Боюсь, я должен идти, сказала леди Генри, оборвав неловкое молчание своим внезапным бессмысленным смехом. Я пообещала графине составить ей компанию. Всего хорошего, мистер Грей. Всего хорошего, Гарри. Я так понимаю, ты идешь куда-то на обед? Я тоже. Возможно, увидимся у леди Торнбери.
Так и будет, дорогая, сказал лорд Генри, закрыв дверь после того как она, будто райская птичка, попавшая под страшный ливень, выпорхнула из комнаты, оставив за собой легкий аромат жасмина. Затем он закурил сигарету и присел на софу.
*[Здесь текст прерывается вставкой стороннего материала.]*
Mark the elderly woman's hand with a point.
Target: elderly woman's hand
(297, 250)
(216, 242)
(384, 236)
Никогда не женись на блондинке, Дориан, сказал он после нескольких затяжек.
Почему, Гарри?
Потому что они очень сентиментальны.
Но я люблю сентиментальных людей.
Вообще, никогда не женись, Дориан. Мужчины женятся от усталости, женщины из любопытства. В результате оба разочарованы.
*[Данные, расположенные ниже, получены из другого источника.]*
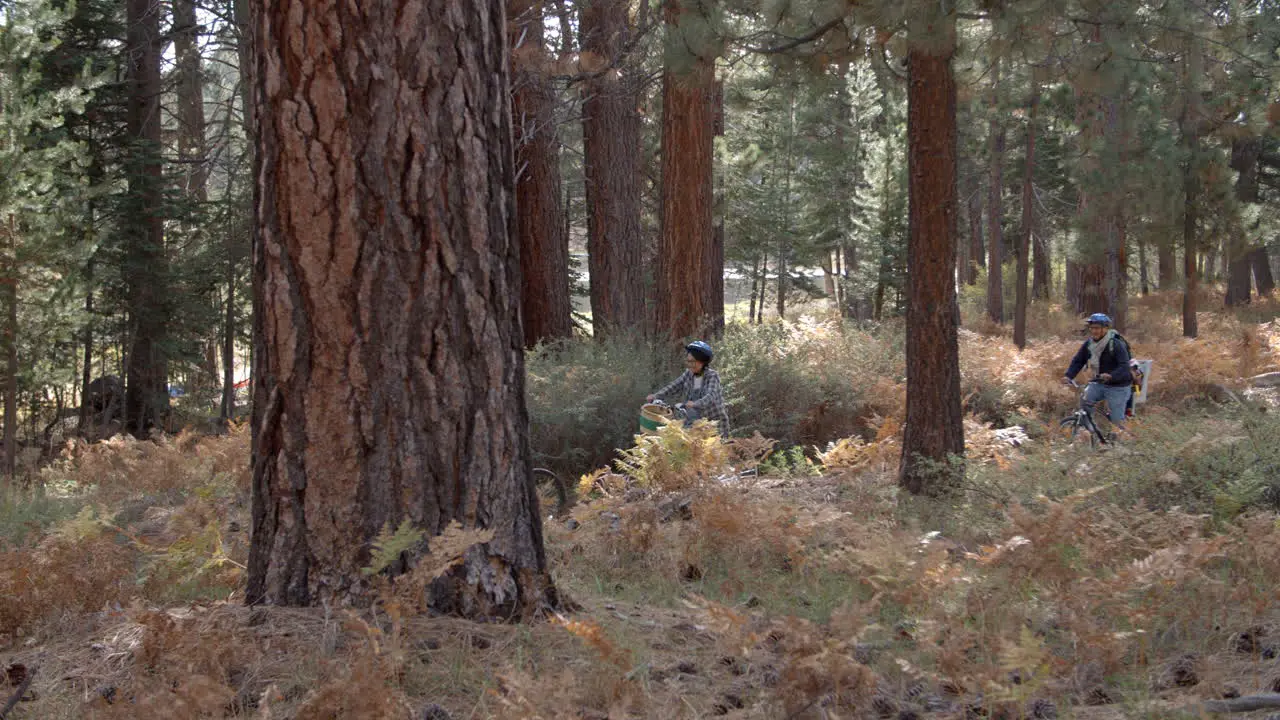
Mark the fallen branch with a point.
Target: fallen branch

Не думаю, что мне придется жениться, Гарри. Я слишком влюблен для этого. Это один из твоих афоризмов. Я воплощаю его в жизнь, как и все, что ты говоришь.
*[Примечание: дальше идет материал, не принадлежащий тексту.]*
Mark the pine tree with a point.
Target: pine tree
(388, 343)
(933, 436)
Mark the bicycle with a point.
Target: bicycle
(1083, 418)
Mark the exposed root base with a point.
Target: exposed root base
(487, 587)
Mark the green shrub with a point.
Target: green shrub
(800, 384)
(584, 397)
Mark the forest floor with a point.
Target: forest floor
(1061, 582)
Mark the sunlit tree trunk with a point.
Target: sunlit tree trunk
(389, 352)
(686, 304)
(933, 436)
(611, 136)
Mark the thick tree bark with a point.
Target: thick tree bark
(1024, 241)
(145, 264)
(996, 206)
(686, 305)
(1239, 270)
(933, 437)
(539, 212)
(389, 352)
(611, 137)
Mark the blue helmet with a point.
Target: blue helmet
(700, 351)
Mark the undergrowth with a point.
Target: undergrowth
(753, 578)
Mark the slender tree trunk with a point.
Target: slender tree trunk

В кого ты влюблен? Спросил лорд Генри после короткой паузы.
В актрису, сказал Дориан Грей и начал краснеть.
Лорд Генри пожал плечами:
Вполне типичный предмет первой любви.
Если бы ты ее увидел, то не говорил бы так.
Кто же она?
Ее зовут Сибилла Вейн.
Ничего не слышал о ней.
И никто не слышал. Но однажды обязательно услышат. Она настоящий гений.
Мальчик мой, среди женщин нет гениев. Женщины это декоративный пол. Им всегда нечего сказать, и они очаровательно об этом говорят. Женщины олицетворяют триумф тела над разумом, так же как мужчины олицетворяют триумф разума над моралью.
Гарри, как ты можешь?
Но это правда, дорогой Дориан. Я сейчас анализирую женщин, поэтому кому, как не мне, знать. Предмет не такой непонятный, как мне казалось. Я понял, что, в целом, существует только два типа женщин серые и яркие. Серые женщины очень полезны. Если нужно заработать репутацию уважаемого человека, достаточно просто пригласить их на ужин. Вторая категория это крайне очаровательные женщины. Однако, они совершают одну ошибку. Они добавляют себе красок, чтобы выглядеть молодыми. Наши бабушки добавляли себе красок чтобы удачно поддерживать разговор. Румяна и красноречие шли в комплекте. Сейчас этого уже нет. Женщина довольна, пока она может выглядеть на десять лет моложе собственной дочери. А на счет бесед, на весь Лондон только пять женщин, с которыми интересно разговаривать, двух из них невозможно представить в приличном обществе. Тем не менее, расскажи мне лучше о своем гении. Вы уже давно знакомы?